Plain Kate
- The cover of Plain Kate
- Author: Erin Bow
- Cover artist: Juliana Kolesova Lillie Howard (design)
- Language: English
- Genre: Fantasy, Wood Carving, Witchcraft
- Published: Arthur A. Levine Books
- Publication place: United States
- Pages: 311, 314 including Acknowledgments
- ISBN: 978-0-545-16664-5
- Preceded by: N/A

= Plain Kate =

Fantasy novel by Erin Bow

Plain Kate is a fantasy novel by author Erin Bow, published in 2010 by Arthur A. Levine Books, an imprint of Scholastic. The story, which draws from Russian folktales, focuses on an orphan girl nicknamed Plain Kate who is blamed for witchcraft because of her ability to carve wood, and who must deal with a real witch and sell her shadow in order to stay alive.

==Plot==
Katerina "Kate" Svetlana is an orphan who lives in the small eastern European market town of Samilae. A stranger, Linay, offers Kate her heart's wish in exchange for her shadow. Linay provides her with basic necessities, and her wish to not be alone results in her pet cat Taggle gaining the power of speech.

Kate joins a group of Roamers; nomads who travel from town to town selling goods. She meets Drina, a girl with no mother but a living father, who tells Kate about an uncle who went mad once Drina's mother was burned as a witch. A few days later, Kate reveals to Drina that a witch took her shadow.

Throughout their journey, a mysterious fog creeps up the river, bringing a sleeping death to the people it touches. The people of the countryside are more fearful than ever, ready to pounce on any mysterious stranger or Roamer with accusations of witchcraft. Kate and Drina barely escape from an angry mob in Toila, and the Roamers start to believe that Kate is more trouble than she is worth.

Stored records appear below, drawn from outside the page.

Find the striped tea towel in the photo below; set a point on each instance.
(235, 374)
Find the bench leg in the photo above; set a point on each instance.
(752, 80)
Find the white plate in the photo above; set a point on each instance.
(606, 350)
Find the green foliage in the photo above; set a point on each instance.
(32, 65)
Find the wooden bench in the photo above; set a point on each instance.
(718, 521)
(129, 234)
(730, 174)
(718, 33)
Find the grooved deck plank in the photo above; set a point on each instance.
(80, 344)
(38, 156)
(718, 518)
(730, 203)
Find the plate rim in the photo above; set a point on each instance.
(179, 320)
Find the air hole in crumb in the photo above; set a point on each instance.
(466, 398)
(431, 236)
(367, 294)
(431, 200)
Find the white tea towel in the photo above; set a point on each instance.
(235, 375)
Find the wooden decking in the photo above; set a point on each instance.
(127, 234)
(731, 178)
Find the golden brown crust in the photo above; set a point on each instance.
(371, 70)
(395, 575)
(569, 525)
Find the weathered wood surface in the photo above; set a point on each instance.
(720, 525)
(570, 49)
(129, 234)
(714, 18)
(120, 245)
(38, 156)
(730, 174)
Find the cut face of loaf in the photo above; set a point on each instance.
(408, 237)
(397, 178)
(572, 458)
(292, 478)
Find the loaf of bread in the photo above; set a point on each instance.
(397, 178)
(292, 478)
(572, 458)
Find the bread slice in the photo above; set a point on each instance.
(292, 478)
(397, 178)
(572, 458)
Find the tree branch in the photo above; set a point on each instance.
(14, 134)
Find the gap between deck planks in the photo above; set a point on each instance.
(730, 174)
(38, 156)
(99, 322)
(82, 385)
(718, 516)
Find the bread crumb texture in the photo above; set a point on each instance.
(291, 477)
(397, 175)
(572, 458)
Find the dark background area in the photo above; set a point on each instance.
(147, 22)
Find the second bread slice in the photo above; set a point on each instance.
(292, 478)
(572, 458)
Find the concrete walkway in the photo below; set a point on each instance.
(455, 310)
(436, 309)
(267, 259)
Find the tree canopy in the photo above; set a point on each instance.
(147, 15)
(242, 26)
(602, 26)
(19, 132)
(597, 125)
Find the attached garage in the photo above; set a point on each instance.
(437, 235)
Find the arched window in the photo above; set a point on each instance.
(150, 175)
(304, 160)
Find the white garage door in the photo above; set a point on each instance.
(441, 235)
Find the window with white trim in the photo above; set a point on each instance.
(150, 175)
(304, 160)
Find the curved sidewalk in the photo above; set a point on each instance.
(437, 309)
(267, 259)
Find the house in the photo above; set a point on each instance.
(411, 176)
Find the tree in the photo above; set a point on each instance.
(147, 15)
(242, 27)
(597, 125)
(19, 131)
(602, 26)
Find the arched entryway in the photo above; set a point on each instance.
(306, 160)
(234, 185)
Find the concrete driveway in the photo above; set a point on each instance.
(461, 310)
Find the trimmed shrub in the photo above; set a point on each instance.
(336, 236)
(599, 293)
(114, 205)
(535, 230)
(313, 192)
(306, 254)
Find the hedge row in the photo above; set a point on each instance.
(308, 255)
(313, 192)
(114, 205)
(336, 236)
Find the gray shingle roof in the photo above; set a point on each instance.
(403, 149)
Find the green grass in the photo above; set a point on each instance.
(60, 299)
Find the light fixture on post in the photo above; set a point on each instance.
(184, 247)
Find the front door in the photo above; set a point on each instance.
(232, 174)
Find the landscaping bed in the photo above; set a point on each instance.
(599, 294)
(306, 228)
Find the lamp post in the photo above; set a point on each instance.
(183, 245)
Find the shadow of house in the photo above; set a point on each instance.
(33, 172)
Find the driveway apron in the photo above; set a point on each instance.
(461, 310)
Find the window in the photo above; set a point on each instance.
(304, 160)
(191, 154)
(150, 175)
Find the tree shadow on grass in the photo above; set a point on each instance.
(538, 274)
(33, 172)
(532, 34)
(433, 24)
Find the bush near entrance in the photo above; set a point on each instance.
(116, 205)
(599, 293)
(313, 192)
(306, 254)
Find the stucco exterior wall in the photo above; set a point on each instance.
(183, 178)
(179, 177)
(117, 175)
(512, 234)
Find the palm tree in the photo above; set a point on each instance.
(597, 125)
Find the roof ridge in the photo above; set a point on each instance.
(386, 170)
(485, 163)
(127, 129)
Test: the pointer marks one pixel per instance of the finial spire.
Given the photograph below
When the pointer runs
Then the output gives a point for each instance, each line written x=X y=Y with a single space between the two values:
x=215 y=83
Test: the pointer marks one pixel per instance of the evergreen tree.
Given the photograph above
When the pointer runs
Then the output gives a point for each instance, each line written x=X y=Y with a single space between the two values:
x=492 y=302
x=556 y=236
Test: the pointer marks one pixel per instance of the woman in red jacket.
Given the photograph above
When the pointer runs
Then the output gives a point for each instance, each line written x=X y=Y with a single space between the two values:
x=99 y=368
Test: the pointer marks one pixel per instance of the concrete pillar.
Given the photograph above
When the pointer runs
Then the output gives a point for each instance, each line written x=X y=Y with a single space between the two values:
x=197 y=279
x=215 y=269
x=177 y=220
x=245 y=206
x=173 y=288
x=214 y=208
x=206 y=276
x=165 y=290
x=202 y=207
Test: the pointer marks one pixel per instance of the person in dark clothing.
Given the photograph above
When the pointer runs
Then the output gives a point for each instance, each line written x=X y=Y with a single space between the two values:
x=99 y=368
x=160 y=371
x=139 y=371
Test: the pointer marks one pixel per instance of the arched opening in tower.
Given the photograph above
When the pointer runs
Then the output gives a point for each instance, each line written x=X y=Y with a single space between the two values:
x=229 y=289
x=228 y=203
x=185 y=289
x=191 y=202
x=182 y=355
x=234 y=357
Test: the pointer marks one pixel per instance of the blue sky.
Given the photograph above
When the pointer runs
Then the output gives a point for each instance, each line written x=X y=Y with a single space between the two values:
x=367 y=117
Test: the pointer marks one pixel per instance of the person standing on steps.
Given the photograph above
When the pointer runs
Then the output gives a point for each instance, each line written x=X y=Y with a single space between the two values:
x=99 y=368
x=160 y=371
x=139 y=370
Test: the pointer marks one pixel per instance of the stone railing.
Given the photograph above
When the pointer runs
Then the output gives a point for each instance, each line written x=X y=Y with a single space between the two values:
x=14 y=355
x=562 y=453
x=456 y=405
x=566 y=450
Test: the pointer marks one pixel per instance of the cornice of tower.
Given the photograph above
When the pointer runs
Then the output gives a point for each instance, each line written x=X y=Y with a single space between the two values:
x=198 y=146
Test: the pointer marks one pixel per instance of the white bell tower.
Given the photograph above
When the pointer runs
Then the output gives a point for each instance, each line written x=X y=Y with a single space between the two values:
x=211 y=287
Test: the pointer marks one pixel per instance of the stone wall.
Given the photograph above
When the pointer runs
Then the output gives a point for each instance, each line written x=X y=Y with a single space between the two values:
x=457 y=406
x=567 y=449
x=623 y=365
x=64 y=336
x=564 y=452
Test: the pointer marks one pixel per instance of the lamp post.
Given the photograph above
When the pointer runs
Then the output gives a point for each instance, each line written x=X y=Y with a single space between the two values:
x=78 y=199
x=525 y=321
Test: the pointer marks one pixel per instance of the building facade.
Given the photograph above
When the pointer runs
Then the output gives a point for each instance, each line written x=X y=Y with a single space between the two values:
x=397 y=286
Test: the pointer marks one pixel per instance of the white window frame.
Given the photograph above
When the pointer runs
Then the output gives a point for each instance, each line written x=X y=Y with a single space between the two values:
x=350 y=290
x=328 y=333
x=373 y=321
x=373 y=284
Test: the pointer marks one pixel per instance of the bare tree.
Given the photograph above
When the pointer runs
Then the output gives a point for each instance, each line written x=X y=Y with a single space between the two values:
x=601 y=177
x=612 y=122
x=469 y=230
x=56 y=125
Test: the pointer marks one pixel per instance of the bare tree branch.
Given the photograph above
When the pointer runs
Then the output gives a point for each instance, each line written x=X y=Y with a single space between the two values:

Kate wakes up in a small boat and discovers that Linay has saved her from drowning in the water. Kate realizes that Linay is Drina's uncle and that the fog is actually a rusalka; the spirit of Drina's mother, Lenore. Linay promises to return Kate's shadow to her when they reach Lov, a big city downriver, but he needs her to exact his plan for revenge. He is leading his sister down the river and keeping her under control by offering her his blood, but he has no more blood to give. He asks Kate to offer some of her own blood. Kate reluctantly starts to feed her blood to Lenore every night. Soon, she discovers that her shadow is held in a box made of her stall's ruins.

After an attempt to free her shadow fails, Kate decides that she cannot allow Linay to destroy Lov, and she flees from Linay's boat, trying to beat him to the stone city. On the way, she meets Drina with Behjet; her father's twin. Behjet has fallen into the sleeping death. Drina says that the ghost has taken other Roamers as well. Together, the two arrive at Lov. There, they see Linay being captured by the city guards. He is calling for himself to be burned.

Combined with Kate's shadow, the rusalka begins to destroy Lov. Kate and Drina plead with Linay to stop her, but he refuses. Taggle, remembering the rule of magic, gives back the gift of his speech by selflessly jumping onto Kate's knife, killing himself, and ending the Rusalka's attack on the city. The Rusalka transforms back into Lenore, who comforts the dying Linay, and her daughter Drina. They leave Lov and find Behjet awake. Before Lenore fades again, crossing over completely into the afterlife, she grants Kate one last gift and uses her witchcraft to bring Taggle back to life, although without the ability to speak.

==Critical response==

Plain Kate was well received by many critics. The New York Times Sunday Book Review praised the book, saying, "The plot unfolds with the swiftness and dramatic urgency of an adventure tale, yet each event has a measured gravity. Ambiguity and complexity shade the characterizations and the story line.". The Toronto Star called Plain Kate "a beauty of a book". The book was also nominated for, and won the English version of the 2011 TD Canadian Children's Literature Award as the year's best work in Canadian children's literature.